A 2024 Chatham House analysis argued that the circular economy could support each of the 17 SDGs by reducing environmental damage, improving resilience and making resource use more equitable. That is helping push the idea beyond waste management and into mainstream economic planning.
Why the circular economy matters to stalled SDGs
The logic is increasingly hard to ignore. The Global Resources Outlook 2024 said the world is consuming ever more natural resources while remaining off track on the SDGs. In a take-make-dispose economy, that translates into more extraction, more waste, more pollution and more pressure on land, water and energy systems that support multiple goals at once.
The latest Circularity Gap Report 2025 update sharpened the warning, finding global circularity had fallen to 6.9% even as recycling volumes grew. That suggests efficiency gains are being outpaced by overall demand for virgin materials, making it harder to cut emissions, limit waste and reduce damage to ecosystems.
Circular economy policies reach beyond recycling
In practice, the shift is broader than better recycling. It includes designing products to last longer, making repair and reuse commercially viable, remanufacturing industrial equipment, using more secondary materials in construction and manufacturing, and cutting food loss while returning nutrients safely to soils.
That cross-sector reach is what makes the circular economy attractive to SDG advocates. A more circular built environment can lower demand for cement, steel and other high-emissions materials. More repairable consumer goods can reduce household costs and waste. Stronger recovery systems for electronics, batteries and packaging can improve resource security while limiting leakage into rivers and oceans.

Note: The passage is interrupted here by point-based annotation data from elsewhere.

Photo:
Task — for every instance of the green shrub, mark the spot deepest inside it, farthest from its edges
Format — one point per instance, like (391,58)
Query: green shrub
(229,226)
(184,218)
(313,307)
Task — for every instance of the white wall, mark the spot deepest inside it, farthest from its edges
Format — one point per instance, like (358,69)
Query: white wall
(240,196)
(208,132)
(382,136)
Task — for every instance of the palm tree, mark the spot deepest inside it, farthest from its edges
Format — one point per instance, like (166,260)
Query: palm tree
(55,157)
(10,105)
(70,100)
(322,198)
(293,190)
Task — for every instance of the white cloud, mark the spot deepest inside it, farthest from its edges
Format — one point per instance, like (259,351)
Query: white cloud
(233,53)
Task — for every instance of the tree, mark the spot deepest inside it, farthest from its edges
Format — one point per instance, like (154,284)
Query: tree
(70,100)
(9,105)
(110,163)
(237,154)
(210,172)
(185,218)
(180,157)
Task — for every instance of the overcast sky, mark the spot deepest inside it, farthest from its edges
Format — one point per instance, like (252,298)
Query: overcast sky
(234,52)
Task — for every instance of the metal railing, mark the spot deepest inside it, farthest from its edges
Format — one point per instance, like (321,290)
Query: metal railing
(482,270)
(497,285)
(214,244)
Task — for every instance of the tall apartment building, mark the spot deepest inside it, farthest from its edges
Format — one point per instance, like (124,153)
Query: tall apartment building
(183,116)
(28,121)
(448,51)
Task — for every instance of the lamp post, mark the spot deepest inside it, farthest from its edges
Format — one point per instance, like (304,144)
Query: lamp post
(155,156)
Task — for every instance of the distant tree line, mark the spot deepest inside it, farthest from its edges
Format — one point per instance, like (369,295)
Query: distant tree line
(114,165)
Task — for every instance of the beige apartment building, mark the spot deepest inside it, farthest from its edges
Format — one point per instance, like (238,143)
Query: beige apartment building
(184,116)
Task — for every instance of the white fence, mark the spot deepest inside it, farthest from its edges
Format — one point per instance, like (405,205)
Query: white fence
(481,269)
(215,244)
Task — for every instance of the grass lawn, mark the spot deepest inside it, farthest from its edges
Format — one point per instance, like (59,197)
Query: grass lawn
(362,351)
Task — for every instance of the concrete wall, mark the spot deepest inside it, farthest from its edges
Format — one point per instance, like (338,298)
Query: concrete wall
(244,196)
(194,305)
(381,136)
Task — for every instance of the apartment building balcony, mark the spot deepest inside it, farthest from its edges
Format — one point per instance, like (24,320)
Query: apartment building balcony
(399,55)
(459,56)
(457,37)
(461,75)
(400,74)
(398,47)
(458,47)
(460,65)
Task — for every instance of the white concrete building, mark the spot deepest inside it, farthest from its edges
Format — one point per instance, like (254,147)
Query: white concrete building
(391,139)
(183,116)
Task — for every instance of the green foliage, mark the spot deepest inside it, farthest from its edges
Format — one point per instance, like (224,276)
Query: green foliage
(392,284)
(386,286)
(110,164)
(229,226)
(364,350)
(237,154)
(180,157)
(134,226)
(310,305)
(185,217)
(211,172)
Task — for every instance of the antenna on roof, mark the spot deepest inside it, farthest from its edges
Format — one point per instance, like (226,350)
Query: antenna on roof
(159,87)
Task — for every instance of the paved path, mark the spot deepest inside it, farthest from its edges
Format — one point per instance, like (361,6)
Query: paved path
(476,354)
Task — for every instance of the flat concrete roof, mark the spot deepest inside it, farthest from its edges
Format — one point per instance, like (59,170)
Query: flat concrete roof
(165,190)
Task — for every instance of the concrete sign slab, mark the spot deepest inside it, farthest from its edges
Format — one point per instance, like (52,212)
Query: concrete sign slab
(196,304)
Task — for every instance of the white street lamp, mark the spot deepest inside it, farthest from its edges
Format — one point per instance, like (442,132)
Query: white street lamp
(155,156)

The warning signs have been building for years
This is not a sudden policy turn. In 2020, Circle Economy warned that the world was only 8.6% circular, already showing that material use was rising faster than recovery. By the 2023 SDG Summit, Reuters reported that world leaders were declaring the goals “in peril” and warning that progress on most targets was either too slow or moving backward.
The message now is that circularity cannot remain a side issue in sustainability plans. If governments want a credible path to revive the SDGs, they will need to pair circular design, finance, standards, trade rules and better data with social protections that make the transition fair. The circular economy is not a magic fix, but it is increasingly one of the few frameworks that addresses the development agenda’s delivery problem and the global economy’s waste problem at the same time.